I also neglected to research the hikes. The first day we warmed up with a casual stroll out of town which led to the ascent of a nearby peak. Then we hiked a mountain overlooking the next day’s destination, with the option of climbing a nearby twin summit. One day saw us ascend steep muddy slopes to the Troll’s Church, a limestone cavern with a 40 ft waterfall inside. We traveled by ferry and car, climbed mountains, crawled through caves, jumped in alpine lakes, and swam in the frigid Atlantic. Each day brought stunning vistas, the option to picnic and relax or hike as hard as we could. One day was a glorious road trip up a series of hairpin turns to a precariously perched restaurant and café. We dispersed like a flock of birds and came back together to meditate on a quiet ridge.
The first group was all female, and we bonded like the loving family I never had. Two Lebanese women and an Israeli woman broke bread together every day; they are not allowed to travel to each other’s homes and would probably never have met otherwise. We pushed each other to hike harder and relax more deeply, comforted and inspired each other, learned from shared stories of triumph and failure. I’ve led groups from southeast Alaska to Southeast Asia and never experienced one with more authentic love or less bitchy drama.

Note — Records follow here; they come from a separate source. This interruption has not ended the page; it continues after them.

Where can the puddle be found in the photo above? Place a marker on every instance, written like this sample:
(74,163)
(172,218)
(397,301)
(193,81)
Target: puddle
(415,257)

Over the following month my life fell into a simple rhythm: wake up, meditate, plan yoga classes, do yoga, eat breakfast, hike all day, teach yoga, eat dinner, fall asleep, wake up and do it again. Rainy days invited a road trip, a philosophy discussion, an extended yoga class, a shorter hike. After the first group left, Pille and I had two half days free. We scheduled an outdoor community yoga class, shopped for food, and went for a hike. When you’re doing what you love, you never want a day off.
Pille and I cried when I boarded the bus for Oslo. We are both intense athletic tomboy powerhouses and were afraid we wouldn’t meet another kindred spirit until our paths crossed again. Fortunately, that won’t be long. We plan to lead yoga and hiking retreats together in Alaska, Norway, and California in 2020. Guests from last August have already signed up, eager to hang out with us again. We are considering offering yoga teacher training together in 2021. The only bummer is I don’t have time to daydream about opportunities offered on Yoga Trade anymore. I’m too busy living them! Love what you find!